Diabetikerschuhe sind spezielle Schuhe, die entwickelt wurden, um empfindliche Füße bei Diabetes zu schützen. Ziel ist nicht nur Komfort, sondern vor allem Druckentlastung, Verletzungsprävention und stabile Führung beim Gehen.
Bei Diabetes können bereits kleine Druckstellen oder Reibungen problematisch werden, weil sie oft unbemerkt bleiben und schlechter heilen. Deshalb ist die richtige Schuhwahl entscheidend.
Warum spezielle Schuhe bei Diabetes notwendig sind
Diabetes kann zu folgenden Problemen führen:
- Verminderte Sensibilität (Neuropathie) → Schmerzen werden nicht richtig wahrgenommen
- Schlechtere Durchblutung → Wunden heilen langsamer
- Schwellungen → Füße verändern im Tagesverlauf ihre Größe
- Erhöhtes Risiko für Druckstellen und Geschwüre
Normale Schuhe sind dafür oft nicht geeignet, da sie zu eng oder zu hart an kritischen Stellen sind.
Wichtige Eigenschaften guter Diabetikerschuhe
1. Breite Passform (Weite Schuhe)
- Mehr Platz im Vorfußbereich
- Kein Druck auf Zehen oder Ballen
- Besonders wichtig bei Schwellungen oder Fehlstellungen
Idealerweise in Weiten wie 2E, 4E oder noch breiter erhältlich.
2. Nahtarme oder nahtlose Innenausstattung
- Verhindert Reibung auf der Haut
- Reduziert Blasenbildung und Druckstellen
- Besonders wichtig bei empfindlicher Haut
3. Extra Tiefe (nicht nur Breite)
Ein guter Diabetesschuh bietet auch vertikalen Raum:
- Kein Druck auf den Spann
- Platz für Einlagen oder Orthesen
- Mehr Komfort bei Schwellungen
4. Druckentlastende Dämpfung
- Stoßabsorbierende Zwischensohle
- Gleichmäßige Gewichtsverteilung
- Entlastung von Ferse und Vorfuß
Wichtig: weich ist nicht gleich gut – Stabilität bleibt entscheidend.

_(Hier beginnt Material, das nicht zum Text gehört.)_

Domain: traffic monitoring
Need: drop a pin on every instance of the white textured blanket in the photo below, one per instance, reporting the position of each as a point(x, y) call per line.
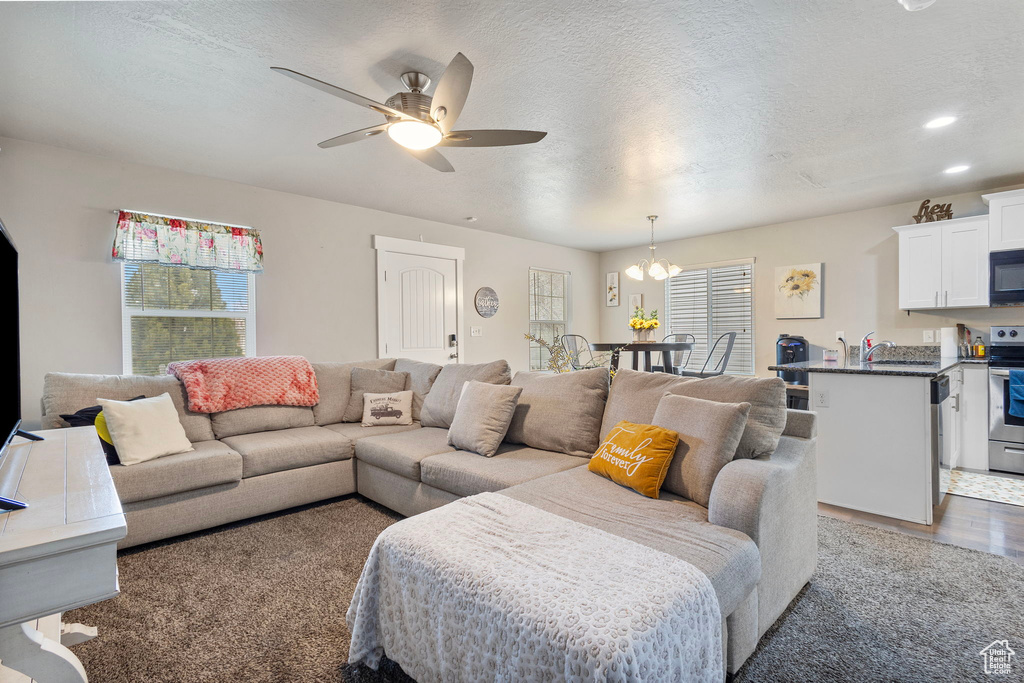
point(489, 588)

5. Verstellbare Verschlüsse
- Klettverschlüsse oder flexible Schnürung
- Anpassbar bei wechselnder Fußgröße
- Einfaches An- und Ausziehen
Sehr praktisch bei täglichen Schwellungen.
6. Rutschfeste und stabile Sohle
- Sicherer Halt auf verschiedenen Untergründen
- Weniger Sturzrisiko
- Unterstützt ein stabiles Gangbild
Typen von Diabetikerschuhen
Alltagsschuhe für Diabetiker
- Für tägliches Gehen geeignet
- Gute Kombination aus Komfort und Stabilität
- Meist in breiten Größen erhältlich
Orthopädische Diabetikerschuhe
- Stärkere Unterstützung für Fußgewölbe und Ferse
- Oft mit herausnehmbaren Einlagen
- Für stärkere Fußprobleme geeignet
Extra-weite Modelle
- Maximale Bewegungsfreiheit
- Ideal bei starken Schwellungen oder Deformationen
- Sehr druckentlastend
Klett- oder Slipper-Modelle
- Besonders einfach anzuziehen
- Schnell anpassbar im Tagesverlauf
- Gut bei eingeschränkter Beweglichkeit
Häufige Fehler
1. Normale Schuhe einfach größer kaufen
Das löst das Problem nicht – oft entsteht nur Fersenrutschen.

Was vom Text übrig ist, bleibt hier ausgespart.